BANDUNG | FOKUSPRIANGAN.ID – Memasuki pekan ketiga Ramadhan 1447 H, dampak positif dari kolaborasi sosial Badan Pengelola Keuangan Haji (BPKH) terus dirasakan masyarakat. Melalui partisipasi aktif dalam agenda Buka Puasa On The Street (BUBOS) 10 yang digelar di Balai Kota Bandung beberapa waktu lalu, BPKH membuktikan bahwa pengelolaan dana umat hadir dalam bentuk manfaat nyata yang menyentuh langsung kebutuhan warga.

Dalam aksi sosial tersebut, BPKH tidak hanya sekadar menyalurkan 1.000 paket berbuka puasa, tetapi juga memperkuat aspek ibadah masyarakat melalui Program Tebar Berkah Surau 2026. Bekerja sama dengan Yayasan Pelita Nurul Hikmah, sebanyak 1.000 paket alat salat berupa sarung dan mukena dibagikan untuk mendukung kekhusyukan ibadah di masjid-masjid dan surau setempat.
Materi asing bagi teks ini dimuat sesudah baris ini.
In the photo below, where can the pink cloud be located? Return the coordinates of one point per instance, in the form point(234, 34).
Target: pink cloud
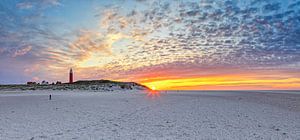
point(22, 51)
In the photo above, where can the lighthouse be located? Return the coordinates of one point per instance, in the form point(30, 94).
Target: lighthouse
point(71, 76)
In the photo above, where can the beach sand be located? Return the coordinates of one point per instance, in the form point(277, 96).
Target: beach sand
point(143, 115)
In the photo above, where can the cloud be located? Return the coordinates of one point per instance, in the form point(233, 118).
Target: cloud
point(22, 51)
point(25, 5)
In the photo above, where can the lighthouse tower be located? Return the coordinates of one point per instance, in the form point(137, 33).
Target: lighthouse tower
point(71, 76)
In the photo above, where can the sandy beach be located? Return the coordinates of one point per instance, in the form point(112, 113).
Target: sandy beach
point(139, 115)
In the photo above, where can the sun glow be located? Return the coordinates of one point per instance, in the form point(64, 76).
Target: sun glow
point(234, 82)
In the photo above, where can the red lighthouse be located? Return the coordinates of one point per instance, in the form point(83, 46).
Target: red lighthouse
point(71, 76)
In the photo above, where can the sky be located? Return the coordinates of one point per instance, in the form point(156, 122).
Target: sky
point(164, 44)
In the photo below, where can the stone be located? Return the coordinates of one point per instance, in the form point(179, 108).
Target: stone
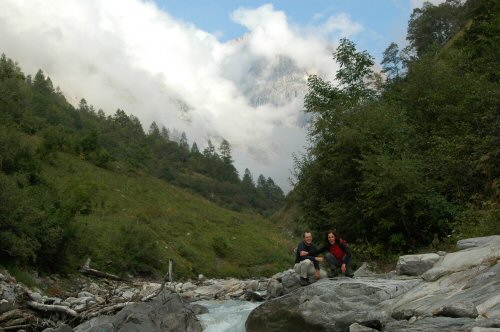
point(253, 296)
point(360, 328)
point(188, 286)
point(274, 288)
point(85, 294)
point(416, 265)
point(479, 242)
point(198, 309)
point(458, 309)
point(441, 324)
point(346, 301)
point(152, 316)
point(252, 285)
point(62, 328)
point(37, 297)
point(365, 270)
point(127, 295)
point(435, 273)
point(290, 281)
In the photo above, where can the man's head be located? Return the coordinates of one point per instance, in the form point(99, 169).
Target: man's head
point(307, 237)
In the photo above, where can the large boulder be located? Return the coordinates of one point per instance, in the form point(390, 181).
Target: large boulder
point(328, 305)
point(493, 240)
point(415, 265)
point(164, 313)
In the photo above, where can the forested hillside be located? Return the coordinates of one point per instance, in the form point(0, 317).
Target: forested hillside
point(397, 159)
point(76, 183)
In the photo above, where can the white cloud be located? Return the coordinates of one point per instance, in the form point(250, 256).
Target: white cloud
point(128, 54)
point(419, 3)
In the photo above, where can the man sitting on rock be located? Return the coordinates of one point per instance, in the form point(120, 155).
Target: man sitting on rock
point(338, 254)
point(306, 262)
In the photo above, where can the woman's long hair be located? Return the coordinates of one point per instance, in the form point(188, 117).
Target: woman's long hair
point(334, 233)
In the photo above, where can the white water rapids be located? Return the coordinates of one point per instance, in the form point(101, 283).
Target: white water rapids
point(229, 316)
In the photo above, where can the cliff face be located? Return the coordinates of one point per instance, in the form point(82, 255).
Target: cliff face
point(451, 292)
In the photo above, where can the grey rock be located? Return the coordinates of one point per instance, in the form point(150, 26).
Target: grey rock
point(458, 309)
point(198, 309)
point(157, 315)
point(253, 296)
point(127, 295)
point(37, 297)
point(365, 270)
point(62, 328)
point(415, 265)
point(274, 288)
point(85, 294)
point(444, 324)
point(435, 273)
point(478, 242)
point(252, 285)
point(290, 281)
point(346, 301)
point(360, 328)
point(188, 286)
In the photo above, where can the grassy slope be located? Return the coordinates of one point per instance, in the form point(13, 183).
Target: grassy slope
point(200, 236)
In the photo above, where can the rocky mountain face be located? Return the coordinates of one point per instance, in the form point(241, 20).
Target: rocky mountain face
point(457, 291)
point(275, 82)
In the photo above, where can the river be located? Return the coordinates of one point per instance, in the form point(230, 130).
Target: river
point(229, 316)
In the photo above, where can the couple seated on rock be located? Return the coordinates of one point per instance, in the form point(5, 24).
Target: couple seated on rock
point(337, 254)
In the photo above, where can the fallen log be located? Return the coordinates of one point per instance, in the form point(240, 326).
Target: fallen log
point(168, 277)
point(16, 327)
point(52, 308)
point(96, 273)
point(105, 310)
point(9, 315)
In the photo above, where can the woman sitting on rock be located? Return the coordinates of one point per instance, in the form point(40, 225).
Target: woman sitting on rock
point(337, 254)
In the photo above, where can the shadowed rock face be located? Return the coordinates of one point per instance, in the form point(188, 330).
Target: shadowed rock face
point(467, 286)
point(328, 305)
point(162, 314)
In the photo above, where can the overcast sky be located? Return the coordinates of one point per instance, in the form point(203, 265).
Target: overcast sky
point(182, 63)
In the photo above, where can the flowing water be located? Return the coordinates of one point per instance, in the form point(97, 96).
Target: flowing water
point(229, 316)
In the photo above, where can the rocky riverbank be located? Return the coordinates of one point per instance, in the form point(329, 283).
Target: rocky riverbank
point(86, 303)
point(457, 291)
point(440, 291)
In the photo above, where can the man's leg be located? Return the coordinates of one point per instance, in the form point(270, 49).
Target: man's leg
point(302, 268)
point(332, 263)
point(349, 271)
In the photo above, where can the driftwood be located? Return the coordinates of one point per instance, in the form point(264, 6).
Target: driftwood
point(96, 273)
point(12, 314)
point(105, 310)
point(168, 277)
point(15, 327)
point(52, 308)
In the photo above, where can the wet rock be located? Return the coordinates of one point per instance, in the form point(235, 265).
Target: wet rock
point(365, 270)
point(360, 328)
point(478, 242)
point(62, 328)
point(167, 311)
point(274, 288)
point(198, 309)
point(415, 265)
point(458, 309)
point(346, 301)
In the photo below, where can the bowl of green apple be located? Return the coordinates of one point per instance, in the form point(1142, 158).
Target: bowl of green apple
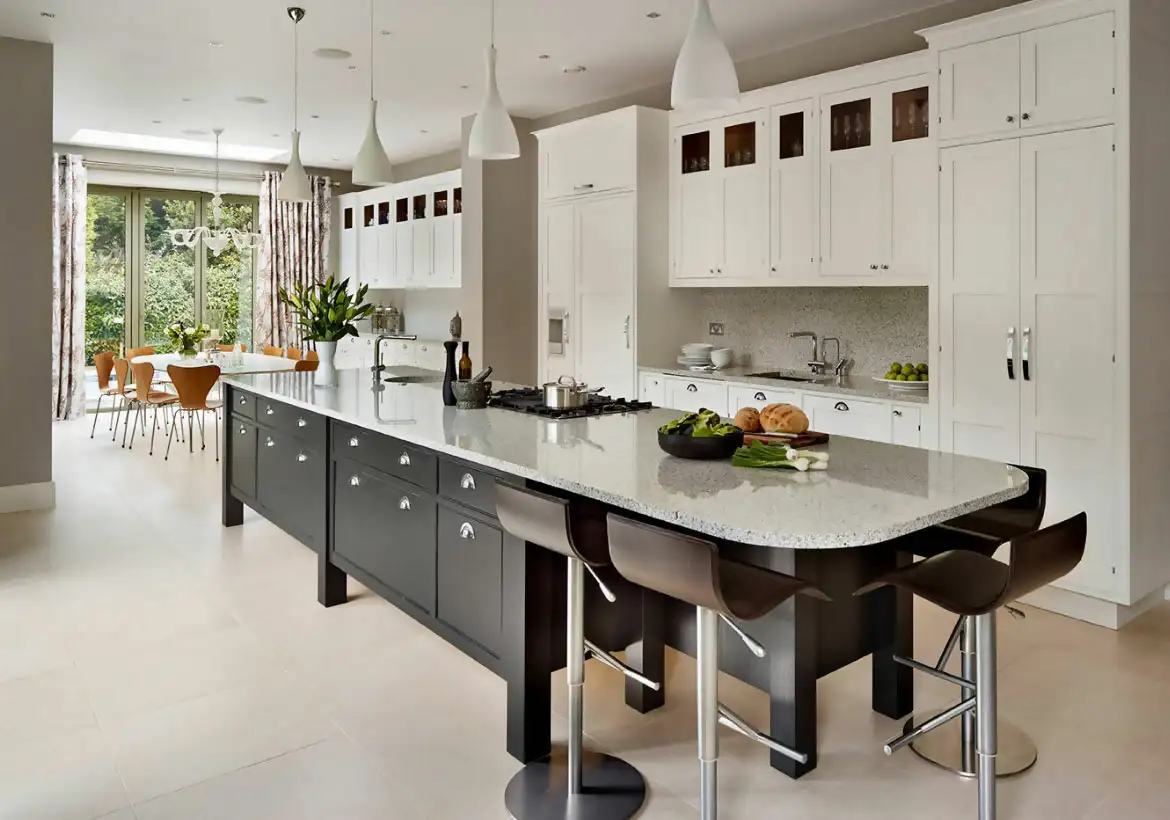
point(906, 377)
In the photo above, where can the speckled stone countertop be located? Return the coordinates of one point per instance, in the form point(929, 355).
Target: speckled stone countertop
point(862, 386)
point(871, 493)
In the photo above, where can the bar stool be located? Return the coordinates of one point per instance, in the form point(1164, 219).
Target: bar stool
point(975, 587)
point(690, 570)
point(984, 531)
point(593, 785)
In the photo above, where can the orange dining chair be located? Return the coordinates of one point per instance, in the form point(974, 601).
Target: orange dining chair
point(144, 374)
point(193, 384)
point(103, 363)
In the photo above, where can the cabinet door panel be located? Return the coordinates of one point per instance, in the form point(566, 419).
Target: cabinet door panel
point(1068, 71)
point(604, 342)
point(1068, 307)
point(979, 225)
point(979, 89)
Kepala Badan Pelaksana BPKH, Dr. Fadlul Imansyah, S.E., M.M., menegaskan bahwa momentum Ramadhan ini menjadi ajang pembuktian transparansi dan kemaslahatan dana haji. “Penyaluran bantuan ini adalah wujud nyata bahwa dana umat dikelola secara amanah dan profesional untuk memberikan dampak langsung. Kami ingin nilai manfaat dana haji tidak hanya dirasakan saat penyelenggaraan haji, tapi juga melalui pemberdayaan sosial yang berkelanjutan,” ujar Fadlul.

Hadirnya tokoh masyarakat sekaligus Anggota Komisi VIII DPR RI, Dr. Atalia Praratya, S.I.P., M.I.Kom., dalam agenda tersebut semakin memperkuat sinergi antara lembaga pengelola keuangan dan perwakilan rakyat dalam mengawal program sosial. Selain alat ibadah dan makanan, BPKH juga melengkapi bantuan dengan 1.000 paket sembako untuk meringankan beban ekonomi warga Bandung di tengah bulan suci.
Aksi ini menjadi bagian dari komitmen jangka panjang BPKH untuk terus hadir di tengah masyarakat melalui berbagai program kemaslahatan yang mencakup bidang sosial, keagamaan, dan pemberdayaan ekonomi umat di seluruh Indonesia.